This blog details the implementation of the Entity quality overlinking (EQO) tool developed by the AI team.
What is EQO?
Figure 1. Overlinking example in Entity lab
The EQO is a tool that observes the shape of your Entities and identifies whether or not they are overlinked. The tool is similar to the existing Entity Lab in the UI, where a graph displays all the Compounds that construct the selected Entity. The EQO displays Compounds in a similar way. If the Compound graph is composed of disjointed clusters that are only connected through one or two Compounds, you can assume that this Entity is overlinked. On the other hand, if the Compound graph is densely connected, it is likely that the Entity is well-formed.
Why is the feature useful?
This feature enables you to:
- Identify overlinked Entities and the root causes of overlinking.
- Quantify the overall level of overlinking and its evolution through time, also known as Regression Testing.
- Attach overlinking probabilities for downstream processes to use, such as reports and filtering logic.
What did you discover during implementation?
The implementation identified the following features and observations:
- Setup instructions and prerequisites for the feature are minimal.
- No Python or Scala knowledge is required. This means it is more accessible for users with a limited or no code base.
- The process is efficient. It requires less than ten minutes for the entire UK DNB and BVD business Entity data, with ten executors and 25GB of memory each.
- EQO finds non-trivial overlinking where other tools struggle. Most overlinked Entities are truly overlinked and do not focus on large Entities, often only identifying between 10-20 Records.
- The tool currently lacks an explainability feature.
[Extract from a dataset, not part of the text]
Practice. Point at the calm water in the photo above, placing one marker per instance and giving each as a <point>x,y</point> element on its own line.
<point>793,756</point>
It does not highlight the bad Compounds in the same way that the original Bad Entity Analyzer did.
- This feature is only supported in Batch Resolver mode.
Implementation and design steps
No specific design is required to implement EQO. The process is as follows:
- Reach out to the AI team to transfer the JARs.
- Add the JARs into Nexus and pull them using Gradle.
- Adapt your
runQSS to point to the pulled JARs.
- Add configuration keys to your reference.conf, mostly pointing to an ENG output.
The EQO feature only returns the
entity_id and the probabilities. You must either check the given Entities in the UI, or add a post-processing job to understand the causes of overlinking. For more information, see the following Implementation tips.
If you plan on using the UI, ensure that you can access information available in the
entity_id to perform searches, such as
business/idNumber[GB0561921]/businessName. Verify that you can search by
The following are additional tips for implementing EQO:
- Applying a 70% threshold on the probabilities is optimal for identifying truly overlinked Entities. If you use less than the recommended threshold, you may encounter more false positives.
- Make subsets with the tool. Take only the most overlinked Entities and their associated Documents to filter your ETLs. Focus only on the most complicated examples that are still of a manageable size. This avoids complicating the process.
- Analyzing Entities in the UI is challenging if you have many fuzzy Compounds. The tool is more useful when you have strict Compounds as it is able to find overlinked Entities that other tools may not. For this reason, use it first on strict Compounds to find issues such as bugs, parsing errors, and default values. Then add fuzzier Compounds one at a time and monitor the evolution through time.
- You can join the output to Entity Attributes on
entity_id. To identify specific areas of improvement, aggregate the probabilities by Attribute such as country.
- The EQO feature is useful for Regression Testing and ensuring new changes do not negatively affect Entity Resolution.
Note: At the time of writing, the EQO tool is not available on general release.